We could do some simulations now. Essentially everything is already implemented in the FPC simulator. We just have to choose the network topology accordingly. A candidate for a worst case scenario is to do CA on a ring lattice and then do FPC where each node has a list of (1-\alpha n) random nodes.
A (hopefully) more realistic scenario is to replace the ring lattice with a random regular graph.
One might add message loss in the CA part and the MVS in the FPC part.

I have the impression that the nice property of the CA of not being able to lie is lost in the step from CA to FPC. Should we add that the opinions in the FPC have to be justified as well. For instance, in the first FPC round, a node has to justify the last CA round. The protocol could improve if in FPC you always include your neighbors (like in addition to your k neighbors you ask 2k random nodes). In this way your neighbors keep an eye on you.

It’s unclear if this would help: how would you know if my neighbors were chosen in a “truly random” way, or just hand-picked? I can always chose a set of my “friends” (or simply nodes with some given opinion) to “justify” anything.

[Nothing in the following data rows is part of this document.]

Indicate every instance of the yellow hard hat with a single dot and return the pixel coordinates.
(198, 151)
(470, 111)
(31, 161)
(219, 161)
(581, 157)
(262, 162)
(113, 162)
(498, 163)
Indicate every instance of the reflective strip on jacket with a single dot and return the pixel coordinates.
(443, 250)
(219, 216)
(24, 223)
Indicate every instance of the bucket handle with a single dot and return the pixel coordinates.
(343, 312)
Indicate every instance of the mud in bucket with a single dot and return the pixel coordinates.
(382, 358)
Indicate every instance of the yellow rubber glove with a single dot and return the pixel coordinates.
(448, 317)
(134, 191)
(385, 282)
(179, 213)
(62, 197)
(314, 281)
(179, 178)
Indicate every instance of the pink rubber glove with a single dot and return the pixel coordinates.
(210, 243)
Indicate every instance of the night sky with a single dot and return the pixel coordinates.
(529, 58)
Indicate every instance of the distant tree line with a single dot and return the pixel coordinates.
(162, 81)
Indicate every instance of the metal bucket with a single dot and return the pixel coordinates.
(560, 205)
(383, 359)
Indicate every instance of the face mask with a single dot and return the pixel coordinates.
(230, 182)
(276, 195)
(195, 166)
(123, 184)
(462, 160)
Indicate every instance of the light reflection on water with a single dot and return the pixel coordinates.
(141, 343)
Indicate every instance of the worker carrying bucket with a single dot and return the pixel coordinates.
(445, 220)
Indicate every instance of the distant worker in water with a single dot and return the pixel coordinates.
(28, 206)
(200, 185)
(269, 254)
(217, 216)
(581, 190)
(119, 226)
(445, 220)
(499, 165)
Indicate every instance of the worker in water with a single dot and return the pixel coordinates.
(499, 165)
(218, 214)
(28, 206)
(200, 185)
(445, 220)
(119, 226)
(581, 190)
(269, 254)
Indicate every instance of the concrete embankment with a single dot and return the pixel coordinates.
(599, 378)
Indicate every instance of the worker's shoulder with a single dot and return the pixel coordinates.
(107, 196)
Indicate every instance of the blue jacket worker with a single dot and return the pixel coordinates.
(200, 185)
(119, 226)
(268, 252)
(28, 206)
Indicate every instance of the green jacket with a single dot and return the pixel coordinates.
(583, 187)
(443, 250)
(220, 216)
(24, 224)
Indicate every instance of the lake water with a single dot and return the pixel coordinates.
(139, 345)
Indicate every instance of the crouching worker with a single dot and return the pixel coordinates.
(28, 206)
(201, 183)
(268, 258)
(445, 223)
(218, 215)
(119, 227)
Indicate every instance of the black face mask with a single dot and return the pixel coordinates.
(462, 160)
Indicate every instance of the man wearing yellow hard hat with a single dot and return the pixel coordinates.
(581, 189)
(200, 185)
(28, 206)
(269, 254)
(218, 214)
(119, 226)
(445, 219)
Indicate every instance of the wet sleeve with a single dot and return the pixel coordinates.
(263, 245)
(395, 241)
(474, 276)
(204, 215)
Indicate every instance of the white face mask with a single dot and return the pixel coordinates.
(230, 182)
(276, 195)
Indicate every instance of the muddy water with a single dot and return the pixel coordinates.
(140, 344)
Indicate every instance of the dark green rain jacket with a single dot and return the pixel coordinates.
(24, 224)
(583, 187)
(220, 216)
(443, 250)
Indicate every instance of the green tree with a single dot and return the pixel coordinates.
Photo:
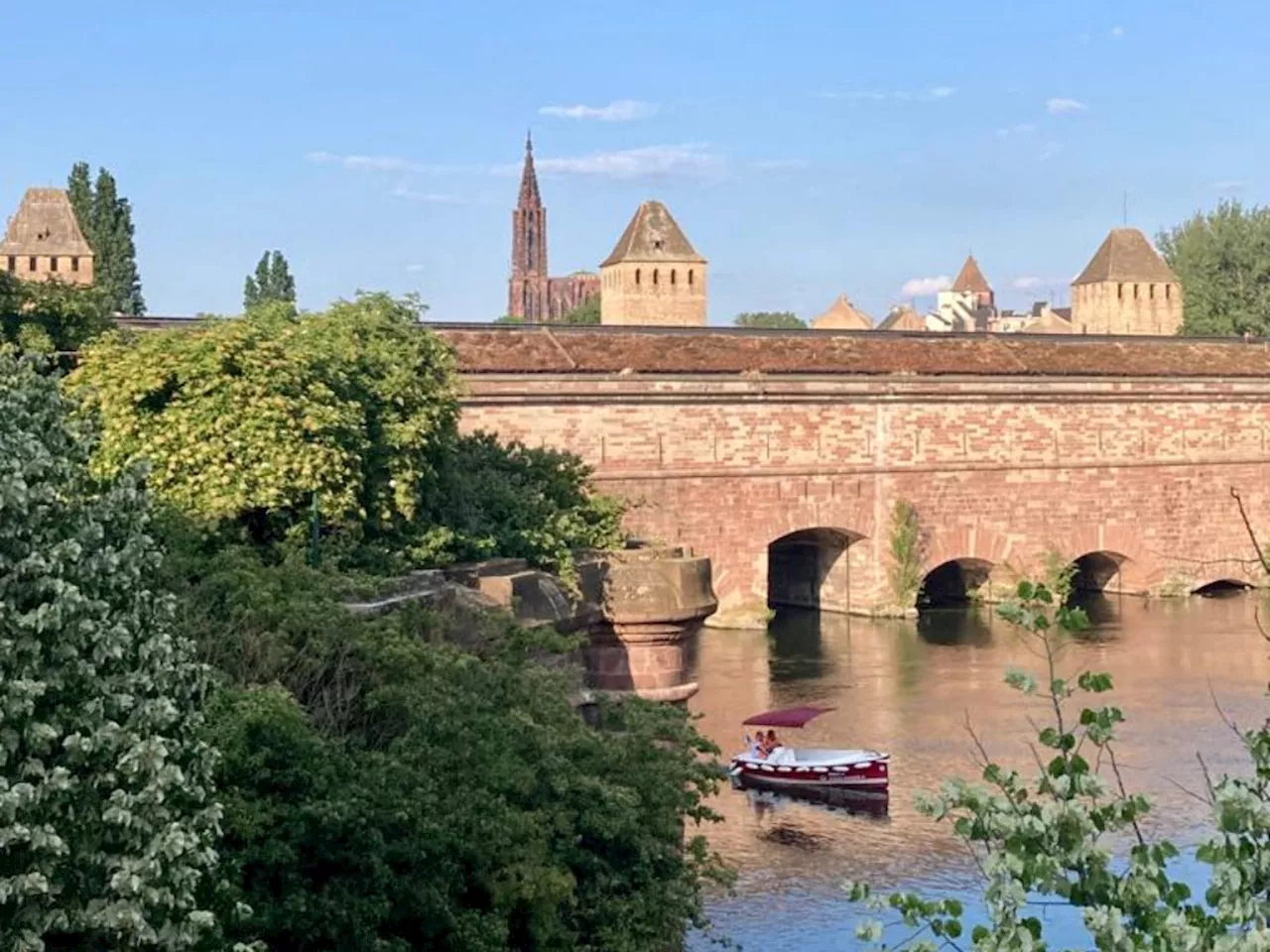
(780, 320)
(272, 282)
(108, 821)
(51, 316)
(1222, 259)
(1053, 838)
(423, 780)
(105, 220)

Re 1.) good question, i am not sure if there is a document where this is written out in more detail?
Re 2.)

My understanding is that since in CA every node continues till the max heartbeat, all nodes more or less finish at a similar time. m_1 is in this proposal measured in FPC-rounds because the dRNG sets the pace. The important bit is that the FPC should start after most if not all nodes finished CA. Hence this delay between (m_1,m_1+m_2]
Re 3. ) If a node missed CA it has not participated in creating the pre-consensus. Maybe this could be the case in times of congestion and when the node has not solidified a tx in time. But in this case the node might have different concerns than the opinion on this tx. E.g. what do neighbors in CA do if you do not respond for the full CA voting time max_heartbeat? Maybe you would get dropped?

In addition to the clusters that could form to hide detection, as Serguei describes, I am worried this effectively removes or weakens the eclipse protection that is offered in FPC by choosing a new neighborhood every round.

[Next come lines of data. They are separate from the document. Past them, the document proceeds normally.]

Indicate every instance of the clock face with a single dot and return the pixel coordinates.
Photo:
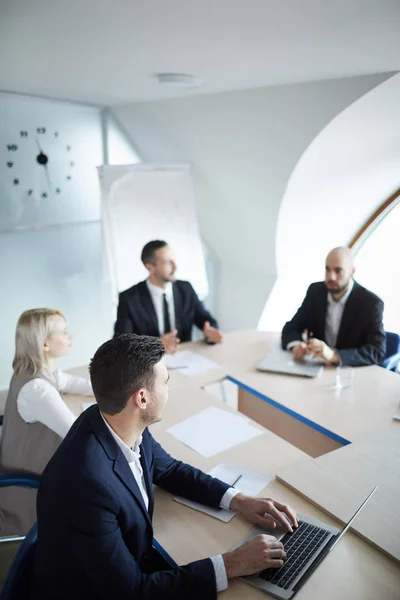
(51, 158)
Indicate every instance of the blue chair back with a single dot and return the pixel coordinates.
(18, 583)
(392, 357)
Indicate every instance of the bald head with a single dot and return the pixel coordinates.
(339, 270)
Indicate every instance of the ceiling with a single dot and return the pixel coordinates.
(107, 51)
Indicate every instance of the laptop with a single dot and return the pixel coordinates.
(305, 549)
(283, 362)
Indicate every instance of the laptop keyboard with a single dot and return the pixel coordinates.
(299, 547)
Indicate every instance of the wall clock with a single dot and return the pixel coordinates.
(48, 153)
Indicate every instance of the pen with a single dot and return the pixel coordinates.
(236, 480)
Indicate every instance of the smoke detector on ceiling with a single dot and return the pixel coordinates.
(179, 80)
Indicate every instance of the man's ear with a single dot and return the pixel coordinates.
(139, 398)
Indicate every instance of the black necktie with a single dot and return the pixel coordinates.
(167, 321)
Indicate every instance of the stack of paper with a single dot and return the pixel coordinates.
(214, 430)
(251, 483)
(189, 363)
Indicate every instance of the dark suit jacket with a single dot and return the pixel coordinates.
(94, 532)
(361, 338)
(136, 313)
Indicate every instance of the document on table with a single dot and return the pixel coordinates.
(87, 404)
(251, 483)
(214, 430)
(189, 363)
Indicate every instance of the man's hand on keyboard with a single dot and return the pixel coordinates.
(262, 552)
(259, 511)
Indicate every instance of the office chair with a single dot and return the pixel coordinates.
(19, 577)
(18, 479)
(392, 356)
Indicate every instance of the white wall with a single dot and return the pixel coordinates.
(243, 147)
(51, 247)
(346, 173)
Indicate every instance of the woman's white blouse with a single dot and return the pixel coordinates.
(39, 401)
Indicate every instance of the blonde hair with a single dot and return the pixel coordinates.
(33, 327)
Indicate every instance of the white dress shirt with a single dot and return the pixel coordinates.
(157, 296)
(334, 313)
(39, 401)
(132, 455)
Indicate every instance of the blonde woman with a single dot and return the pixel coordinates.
(36, 418)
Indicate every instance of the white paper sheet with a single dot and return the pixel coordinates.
(251, 483)
(189, 363)
(214, 430)
(87, 404)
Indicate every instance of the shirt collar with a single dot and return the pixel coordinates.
(155, 290)
(131, 454)
(344, 298)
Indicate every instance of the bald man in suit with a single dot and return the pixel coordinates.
(342, 319)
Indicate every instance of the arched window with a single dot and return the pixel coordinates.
(377, 251)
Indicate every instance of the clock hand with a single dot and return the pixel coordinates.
(38, 145)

I have two answers for this. (1) This is a problem (see my thread). (2) When anode sends out its 1st round opinion, it is implicitly requesting other nodes to send their opinion as well.

Overall, it seems here that we inherent the weaknesses of both CA and FPC. First, we do not have the speed of CA. Second, when it comes to liveness and integrity, this protocol seems to default to the worse one. And for safety, the protocol is no more safe than FPC.

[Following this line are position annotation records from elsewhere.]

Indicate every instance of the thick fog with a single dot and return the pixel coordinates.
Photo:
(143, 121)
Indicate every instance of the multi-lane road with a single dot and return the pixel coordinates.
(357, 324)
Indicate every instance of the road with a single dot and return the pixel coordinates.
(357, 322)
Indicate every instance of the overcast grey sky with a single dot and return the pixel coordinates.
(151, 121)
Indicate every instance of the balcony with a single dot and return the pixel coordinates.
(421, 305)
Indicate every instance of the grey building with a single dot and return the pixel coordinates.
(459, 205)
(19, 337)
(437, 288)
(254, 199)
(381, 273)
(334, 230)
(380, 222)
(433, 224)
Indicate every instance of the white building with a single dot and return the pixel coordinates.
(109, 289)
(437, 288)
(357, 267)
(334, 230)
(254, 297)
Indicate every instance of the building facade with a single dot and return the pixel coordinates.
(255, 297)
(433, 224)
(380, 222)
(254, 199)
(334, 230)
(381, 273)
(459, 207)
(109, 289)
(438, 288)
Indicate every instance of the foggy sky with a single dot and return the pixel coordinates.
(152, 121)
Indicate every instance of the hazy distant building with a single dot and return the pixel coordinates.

Thus, it seems that if the above protocol works, then FPC would work as a stand alone.

I would tentatevly disagree with the above points for the following reasons.:

  • Re. the speed, FPC is only started for nodes that are opposed to the super-majority in the system (possibly eclipsed or errors in CA). Only in the (possibly unlikely) case of a large proportion of nodes coming to a different opinion in CA, the FPC is started in full and for many nodes… so indeed in most scenarios the protocol should be much faster than FPC for most nodes…
  • Re. integrity : indeed FPC is weak if there is no super-majority, which intuitively seems to get resolved by the CA protocol. (Assuming the network cannot be split easily through a well-positioned adversary - but then agreement failure is the bigger worry anyways).
  • Re. safety / agreement: Simulations on FPC showed that the agreement failure depends mainly on the proportion of the adversary and little on the initial mean opinion. However, if CA concludes with a super-majority, nodes are less likely to have a \eta<\tau_0. It would be interesting to study FPC if a proportion p_0^* of the p_0 nodes that have initially 1 is fixed. I would indeed assume it will perform better.